Film in 2016: A look ahead
From Star Wars to Spectre to Jurassic World, the box-office tills in 2015 have rarely stopped a-chinging.
Records tumbled like ninepins as cinemas bruised by 2014's lacklustre takings got the perfect pick-me-up: namely, one must-see blockbuster after another.
There's little doubt this year will be the most lucrative on record in terms of grosses and ticket sales. The question now is whether 2016 has enough in its locker to match it.
The answer? Probably not - though there are still more than enough so-called "tentpole" releases to keep exhibitors, distributors and cinema chains comfortably out of the poorhouse.
In terms of box-office behemoths, it's hard to look beyond 25 March and Batman v Superman: Dawn of Justice, the eagerly anticipated, long-delayed face-off between the Caped Crusader and the Man of Steel.
With Wonder Woman and Lex Luthor also along for the ride, Zack Snyder's film is a powerful statement of intent from DC Comics, who also have Suicide Squad - a vehicle for its potent stable of comic-book villains - lined up for a 5 August release.
Marvel Entertainment, DC's fiercest rival, will be hoping its lucky streak continues with Captain America: Civil War (29 April), especially with the new Spider-Man - teenaged Brit Tom Holland - joining the ranks of the all-conquering Avengers.
They will also be hoping the same audiences who flocked to see Robert Downey Jr's Iron Man will be just as happy to watch Benedict Cumberbatch cast spells in Doctor Strange (28 November) in the Sherlock star's new guise as the so-called "Sorcerer Supreme".
With additional outings for vigilante Deadpool (4 February), mutant card-sharp Gambit (7 October) and the rest of the latter's brethren in X-Men: Apocalypse (19 May), comic-book aficionados will be more than sated over the next 12 months.
As this year's Fantastic Four reboot showed, though, superhero films are no longer a sure thing - especially in a marketplace where they are increasingly becoming the rule rather than the exception.
On the subject of the fantastic, you might already be aware of Fantastic Beasts and Where to Find Them (18 November), a return to the Harry Potter universe that will introduce Eddie Redmayne as curious wizard Newt Scamander.

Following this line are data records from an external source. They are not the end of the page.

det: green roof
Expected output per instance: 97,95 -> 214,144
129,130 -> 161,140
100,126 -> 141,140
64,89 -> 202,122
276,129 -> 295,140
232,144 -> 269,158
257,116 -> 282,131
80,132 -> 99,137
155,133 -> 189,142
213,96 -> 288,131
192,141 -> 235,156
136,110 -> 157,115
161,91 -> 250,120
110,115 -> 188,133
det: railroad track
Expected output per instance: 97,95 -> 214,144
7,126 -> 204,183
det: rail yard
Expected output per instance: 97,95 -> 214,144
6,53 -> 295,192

Warner Bros are so confident of the spin-off's success that it has already green-lit two sequels, set for release in 2018 and 2020 respectively.
Star Wars will have a spin-off of its own in December with the release of Rogue One, a prequel of sorts that will dramatise events briefly referred to in the 1977 film that started the franchise.

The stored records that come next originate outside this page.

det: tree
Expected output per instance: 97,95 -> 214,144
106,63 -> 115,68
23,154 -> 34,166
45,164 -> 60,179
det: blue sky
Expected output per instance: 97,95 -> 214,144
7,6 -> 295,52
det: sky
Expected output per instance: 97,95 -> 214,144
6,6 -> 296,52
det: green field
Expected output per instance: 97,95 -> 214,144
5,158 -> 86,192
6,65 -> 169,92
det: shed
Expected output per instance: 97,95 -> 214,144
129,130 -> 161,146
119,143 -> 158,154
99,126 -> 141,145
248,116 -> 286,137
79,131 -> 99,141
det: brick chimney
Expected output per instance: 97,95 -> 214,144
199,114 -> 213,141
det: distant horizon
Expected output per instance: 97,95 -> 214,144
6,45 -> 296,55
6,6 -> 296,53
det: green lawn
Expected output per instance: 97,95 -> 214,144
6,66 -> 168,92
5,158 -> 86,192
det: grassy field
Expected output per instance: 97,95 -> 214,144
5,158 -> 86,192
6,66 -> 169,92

For those who prefer their sequels a little less brain-taxing, the year will also see returns for Ben Stiller's Derek Zoolander (19 February), Renee Zellweger's Bridget Jones (16 September), Matt Damon's Jason Bourne (29 July), and the crew of the Starship Enterprise in Star Trek Beyond (22 July).

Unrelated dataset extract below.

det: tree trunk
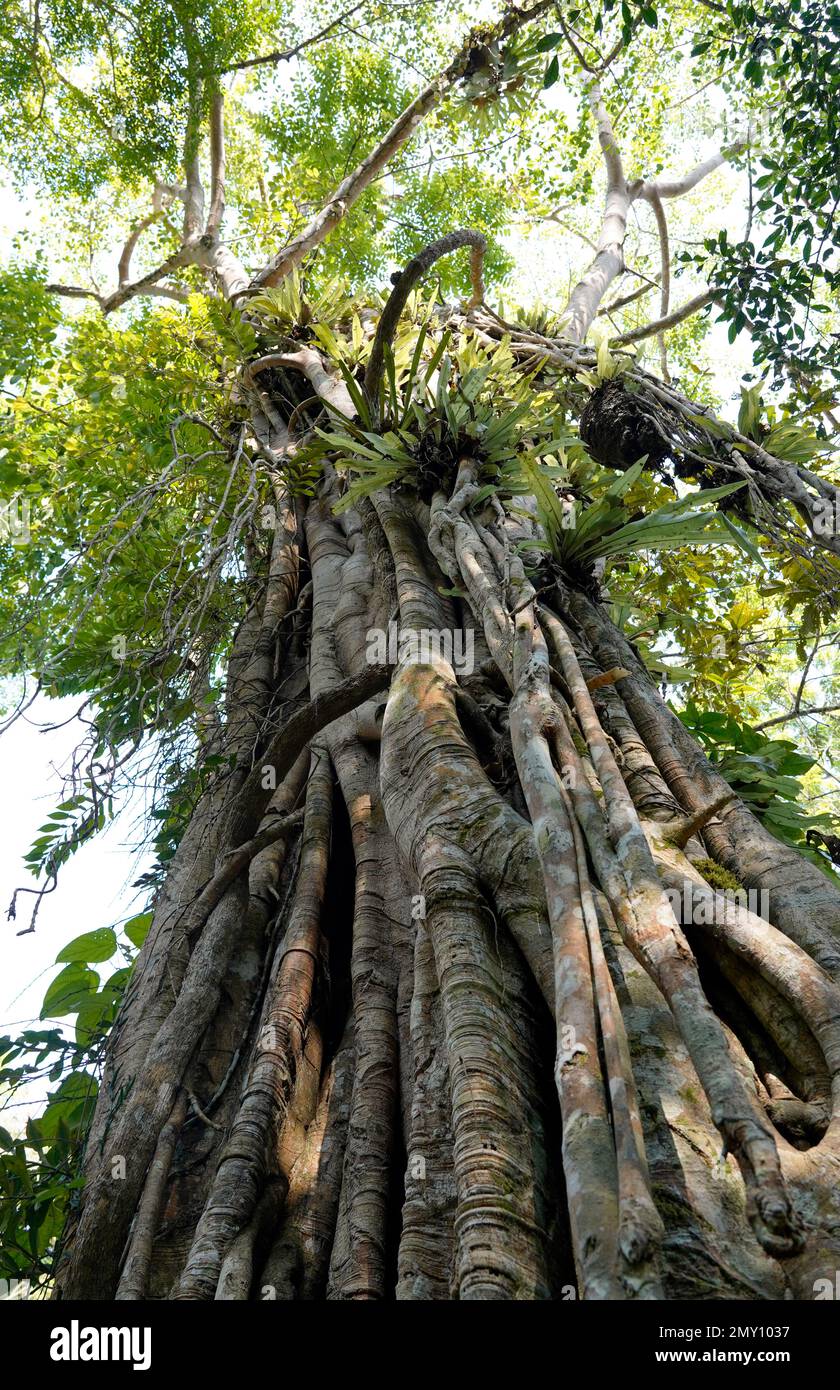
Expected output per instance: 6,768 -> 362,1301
49,315 -> 840,1300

Sequels, it appears, come in all shapes and sizes, be they pugilistic (Rocky continuation Creed, 15 January), dystopian (The Divergent Series: Allegiant, 11 March), phantasmagorical (Alice Through the Looking Glass, 27 May) or belated (Independence Day: Resurgence, 24 June).
The world of animation, meanwhile, has sequels of its own in the form of Kung Fu Panda 3 (11 March), Ice Age: Collision Course (15 July) and Pixar's Finding Dory (29 July).
This will be a year, in short, in which pretty much every multiplex-bound title seeking to separate us from our hard-earned will have some form of brand awareness or pre-existing cultural association.
These days you can make a movie out of anything, from a computer game (Angry Birds, Assassin's Creed) to a TV series (Absolutely Fabulous, Dad's Army) to - whatever next? - a classic or best-selling novel (The Jungle Book, The Girl on the Train).
You can even make a new movie by re-tooling an old one. Witness the conspicuously Keanu Reeves-less Point Break (12 February), the all-female Ghostbusters (15 July) and Disney's new version of Pete's Dragon (12 August).
Then again, if they can remake Ben Hur (12 August) and The Magnificent Seven (23 September), they can virtually remake anything.